Greece’s Culture Ministry announced that American archaeologists have discovered two monumental royal tombs dating from about 3,500 years ago near a major Mycenaean-era palace in the Peloponnese.
The Ministry said the archaeologists discovered the tombs near a large Bronze Age palace of Pylos that featured in Homer's Odyssey. Recovered grave goods included a golden seal ring and a golden Egyptian amulet.
According to the archaeologists, the dome-shaped roofs of both tombs near the Bronze Age palace of Pylos collapsed during antiquity, and the chambers became filled with so much earth and rubble that grave robbers couldn't get in to plunder them.

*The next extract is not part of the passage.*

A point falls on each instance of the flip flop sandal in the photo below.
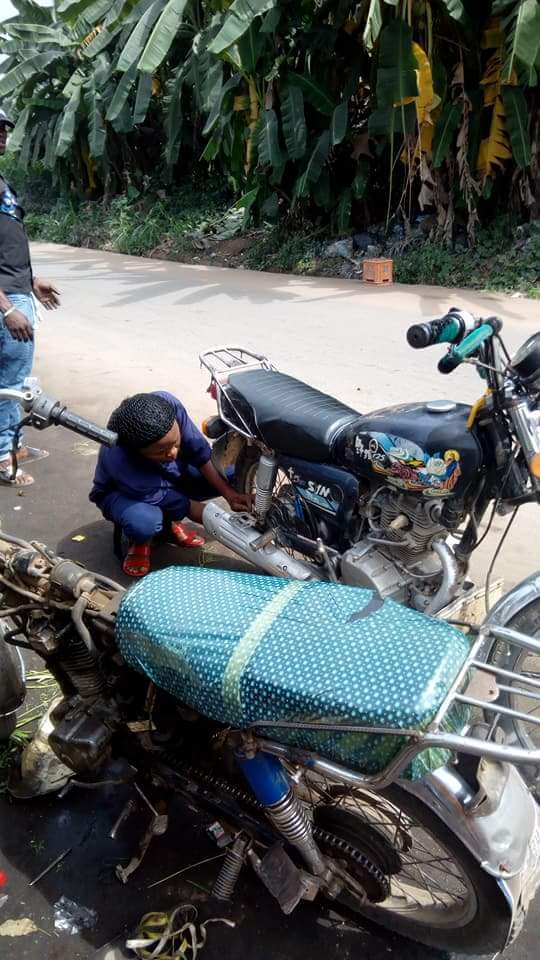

Recovered goods from the two tombs included a golden seal ring and a golden amulet of an ancient Egyptian goddess, highlighting Bronze Age trade and cultural links. The ministry said the discovery was particularly important as it shed light on the early phases of Greece's Mycenaean civilization.
The larger of the two tombs had a diameter of 12 meters (36 feet) at floor level and its stone walls survived to a height of 4.5 meters (15 feet) — less than half its original height. The other was about two-thirds of that size and its walls now stand two meters high. Both belong to the tholos type of tomb, massive domed underground constructions reserved for Mycenaean royalty that could reach roughly 15 meters (45 feet) in height.
The royal tombs feature in Homer's Odyssey as the seat of the wise King Nestor.